I.-If the manufacturer of a device referred to in Article 1 of Regulation (EU) 2017/745 of the European Parliament and of the Council of 5 April 2017 or, where applicable, its authorised representative, having become aware of a serious incident occurring on French territory concerning this device, fails to notify the National Agency for the Safety of Medicines and Health Products in accordance with the procedures and time limits laid down in Article 87 of this Regulation, it shall be punishable by two years’ imprisonment and a fine of €150,000.
II.-If the manufacturer of a device referred to in Article 1 of Regulation (EU) 2017/745, made available on French territory, fails to immediately notify the National Agency for the Safety of Medicines and Health Products of the serious incident.Failure by the manufacturer of a device referred to in Article 1 of Regulation (EU) 2017/745, made available on French territory, to immediately inform the Agence nationale de sécurité du médicament et des produits de santé that this device presents a serious risk, in disregard of the second subparagraph of Article 10(12) of the same Regulation, is punishable by two years’ imprisonment and a fine of €150,000.

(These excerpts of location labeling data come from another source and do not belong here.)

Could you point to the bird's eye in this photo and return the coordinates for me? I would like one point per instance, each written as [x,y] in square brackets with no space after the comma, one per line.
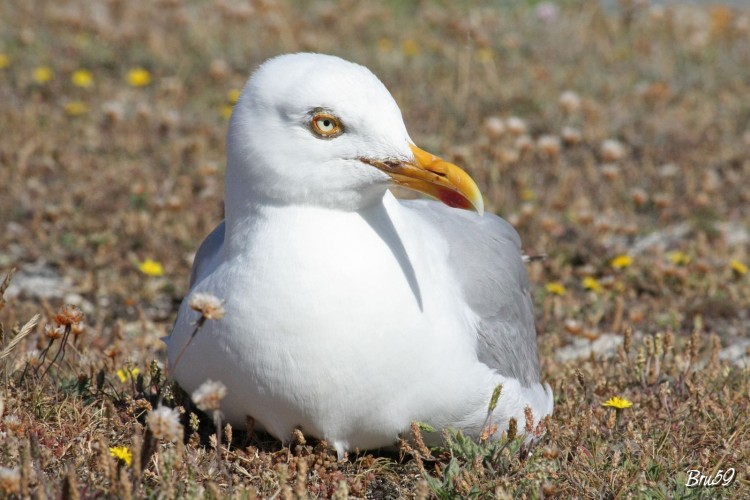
[326,126]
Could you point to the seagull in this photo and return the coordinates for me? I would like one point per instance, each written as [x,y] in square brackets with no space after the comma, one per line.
[351,313]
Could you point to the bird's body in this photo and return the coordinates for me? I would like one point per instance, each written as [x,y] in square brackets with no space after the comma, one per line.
[349,313]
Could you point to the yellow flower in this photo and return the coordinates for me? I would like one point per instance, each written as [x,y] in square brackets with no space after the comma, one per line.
[617,403]
[233,96]
[82,78]
[410,47]
[621,261]
[76,108]
[738,267]
[122,453]
[591,283]
[385,45]
[125,375]
[42,74]
[139,77]
[678,258]
[555,288]
[151,268]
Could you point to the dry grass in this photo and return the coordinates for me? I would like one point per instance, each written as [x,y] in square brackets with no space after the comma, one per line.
[96,180]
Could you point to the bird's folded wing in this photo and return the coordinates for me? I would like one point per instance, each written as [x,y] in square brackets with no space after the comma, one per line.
[486,260]
[208,255]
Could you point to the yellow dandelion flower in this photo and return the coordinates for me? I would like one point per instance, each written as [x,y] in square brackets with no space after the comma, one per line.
[410,47]
[124,375]
[592,284]
[738,267]
[76,108]
[617,403]
[555,288]
[122,453]
[42,74]
[138,77]
[385,45]
[234,95]
[678,258]
[151,268]
[485,54]
[226,111]
[82,78]
[621,261]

III. -Failure by the manufacturer of a device referred to in Article 1 of Regulation (EU) 2017/745 or, where applicable, its authorised representative, to notify any corrective safety measure relating to a device made available on French territory, or any corrective safety measure taken in a third country concerning a device that is lawfully made available on French territory, under the conditions provided for in Article 87(8) of this Regulation, is punishable by two years’ imprisonment and a fine of 150,000 euros.